Graph Convolutional Networks (GCNs) are increasingly adopted in large-scale
graph-based recommender systems. Training GCN requires the minibatch generator
traversing graphs and sampling the sparsely located neighboring nodes to obtain
their features. Since real-world graphs often exceed the capacity of GPU
memory, current GCN training systems keep the feature table in host memory and
rely on the CPU to collect sparse features before sending them to the GPUs.

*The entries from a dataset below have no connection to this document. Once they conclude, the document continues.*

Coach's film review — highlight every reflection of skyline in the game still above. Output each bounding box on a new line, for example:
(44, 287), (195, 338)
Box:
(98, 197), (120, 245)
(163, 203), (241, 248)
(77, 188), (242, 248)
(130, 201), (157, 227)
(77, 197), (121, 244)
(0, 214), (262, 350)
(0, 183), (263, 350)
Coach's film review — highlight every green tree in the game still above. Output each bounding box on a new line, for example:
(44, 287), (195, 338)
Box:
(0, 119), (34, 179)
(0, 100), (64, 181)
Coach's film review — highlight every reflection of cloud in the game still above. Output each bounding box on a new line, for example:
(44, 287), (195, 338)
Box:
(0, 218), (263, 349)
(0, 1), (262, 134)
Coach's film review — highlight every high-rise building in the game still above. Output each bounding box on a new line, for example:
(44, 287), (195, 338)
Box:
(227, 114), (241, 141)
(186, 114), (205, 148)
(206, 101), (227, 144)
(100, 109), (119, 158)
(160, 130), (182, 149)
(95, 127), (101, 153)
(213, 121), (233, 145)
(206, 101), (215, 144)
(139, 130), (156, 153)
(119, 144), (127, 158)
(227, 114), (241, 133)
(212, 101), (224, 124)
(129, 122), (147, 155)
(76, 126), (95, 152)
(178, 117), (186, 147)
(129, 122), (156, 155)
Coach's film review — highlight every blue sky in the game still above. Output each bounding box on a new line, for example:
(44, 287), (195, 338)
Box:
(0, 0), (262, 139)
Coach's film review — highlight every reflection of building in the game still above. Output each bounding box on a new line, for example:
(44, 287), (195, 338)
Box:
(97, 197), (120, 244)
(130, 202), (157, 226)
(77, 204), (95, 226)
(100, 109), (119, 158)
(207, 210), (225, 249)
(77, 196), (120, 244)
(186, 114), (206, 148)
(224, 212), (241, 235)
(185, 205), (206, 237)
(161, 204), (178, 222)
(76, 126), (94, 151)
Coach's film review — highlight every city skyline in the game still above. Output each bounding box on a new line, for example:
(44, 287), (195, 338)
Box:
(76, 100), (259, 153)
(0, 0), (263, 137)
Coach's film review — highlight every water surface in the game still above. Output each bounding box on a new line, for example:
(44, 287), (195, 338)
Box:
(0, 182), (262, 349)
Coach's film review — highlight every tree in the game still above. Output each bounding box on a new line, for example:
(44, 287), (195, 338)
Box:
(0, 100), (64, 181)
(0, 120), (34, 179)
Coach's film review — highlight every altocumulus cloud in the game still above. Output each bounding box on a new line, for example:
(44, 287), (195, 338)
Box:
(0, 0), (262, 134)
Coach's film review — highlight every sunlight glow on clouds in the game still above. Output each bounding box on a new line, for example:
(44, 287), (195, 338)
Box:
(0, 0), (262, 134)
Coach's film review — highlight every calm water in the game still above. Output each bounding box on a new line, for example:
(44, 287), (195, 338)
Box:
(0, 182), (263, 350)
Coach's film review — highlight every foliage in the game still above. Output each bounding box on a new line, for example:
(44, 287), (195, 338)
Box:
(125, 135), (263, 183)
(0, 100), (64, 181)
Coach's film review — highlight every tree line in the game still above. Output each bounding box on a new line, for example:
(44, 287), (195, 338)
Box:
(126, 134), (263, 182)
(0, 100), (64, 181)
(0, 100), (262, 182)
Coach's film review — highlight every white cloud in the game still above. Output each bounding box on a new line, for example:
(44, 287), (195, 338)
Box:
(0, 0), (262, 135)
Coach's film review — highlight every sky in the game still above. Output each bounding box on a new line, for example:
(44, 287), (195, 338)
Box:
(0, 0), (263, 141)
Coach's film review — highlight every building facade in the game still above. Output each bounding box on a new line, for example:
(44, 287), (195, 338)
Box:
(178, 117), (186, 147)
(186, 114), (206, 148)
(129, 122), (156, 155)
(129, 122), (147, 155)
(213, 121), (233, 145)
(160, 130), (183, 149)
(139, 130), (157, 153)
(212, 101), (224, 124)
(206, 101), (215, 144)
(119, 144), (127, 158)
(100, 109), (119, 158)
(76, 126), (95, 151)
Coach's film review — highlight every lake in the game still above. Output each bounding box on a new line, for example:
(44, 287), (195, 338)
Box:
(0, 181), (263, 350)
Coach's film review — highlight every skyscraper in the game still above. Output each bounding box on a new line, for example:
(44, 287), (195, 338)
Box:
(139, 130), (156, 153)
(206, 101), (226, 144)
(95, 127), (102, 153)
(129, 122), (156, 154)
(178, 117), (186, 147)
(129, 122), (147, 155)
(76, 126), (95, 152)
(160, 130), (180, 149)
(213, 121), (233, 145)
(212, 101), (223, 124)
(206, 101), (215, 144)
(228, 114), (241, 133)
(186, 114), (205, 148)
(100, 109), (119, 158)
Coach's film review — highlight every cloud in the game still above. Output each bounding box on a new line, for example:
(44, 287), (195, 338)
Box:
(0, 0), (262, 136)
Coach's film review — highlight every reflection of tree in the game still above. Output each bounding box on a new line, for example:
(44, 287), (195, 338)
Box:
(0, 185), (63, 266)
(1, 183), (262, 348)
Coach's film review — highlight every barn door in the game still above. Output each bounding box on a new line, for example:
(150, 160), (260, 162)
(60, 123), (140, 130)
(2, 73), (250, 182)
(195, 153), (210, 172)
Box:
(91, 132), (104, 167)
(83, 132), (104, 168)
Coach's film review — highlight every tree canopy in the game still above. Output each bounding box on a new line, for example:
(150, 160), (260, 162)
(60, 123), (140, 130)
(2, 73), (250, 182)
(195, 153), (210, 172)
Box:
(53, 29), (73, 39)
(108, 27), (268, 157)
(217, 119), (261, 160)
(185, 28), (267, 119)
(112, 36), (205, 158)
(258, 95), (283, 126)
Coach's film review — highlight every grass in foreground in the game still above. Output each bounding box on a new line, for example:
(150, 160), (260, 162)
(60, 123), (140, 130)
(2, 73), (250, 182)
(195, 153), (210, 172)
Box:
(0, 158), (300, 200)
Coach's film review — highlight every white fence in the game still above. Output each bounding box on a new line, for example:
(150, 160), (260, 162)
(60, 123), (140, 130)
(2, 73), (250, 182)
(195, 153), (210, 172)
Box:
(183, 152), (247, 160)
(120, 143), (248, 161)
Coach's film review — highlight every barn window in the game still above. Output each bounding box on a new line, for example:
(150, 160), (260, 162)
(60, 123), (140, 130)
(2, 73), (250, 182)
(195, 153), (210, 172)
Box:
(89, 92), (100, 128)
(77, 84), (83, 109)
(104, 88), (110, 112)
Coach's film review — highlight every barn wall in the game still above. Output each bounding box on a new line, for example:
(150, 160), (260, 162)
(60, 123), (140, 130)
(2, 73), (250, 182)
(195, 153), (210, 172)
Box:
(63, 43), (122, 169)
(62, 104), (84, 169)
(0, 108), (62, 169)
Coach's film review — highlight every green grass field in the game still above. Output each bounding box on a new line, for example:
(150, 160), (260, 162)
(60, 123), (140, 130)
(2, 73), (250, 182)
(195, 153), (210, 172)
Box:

This approach, however, puts tremendous pressure on host memory bandwidth and
the CPU. This is because the CPU needs to (1) read sparse features from memory,
(2) write features into memory as a dense format, and (3) transfer the features
from memory to the GPUs. In this work, we propose a novel GPU-oriented data
communication approach for GCN training, where GPU threads directly access
sparse features in host memory through zero-copy accesses without much CPU
help. By removing the CPU gathering stage, our method significantly reduces the
consumption of the host resources and data access latency. We further present
two important techniques to achieve high host memory access efficiency by the
GPU: (1) automatic data access address alignment to maximize PCIe packet
efficiency, and (2) asynchronous zero-copy access and kernel execution to fully
overlap data transfer with training. We incorporate our method into PyTorch and
evaluate its effectiveness using several graphs with sizes up to 111 million
nodes and 1.6 billion edges. In a multi-GPU training setup, our method is
65-92% faster than the conventional data transfer method, and can even match
the performance of all-in-GPU-memory training for some graphs that fit in GPU
memory.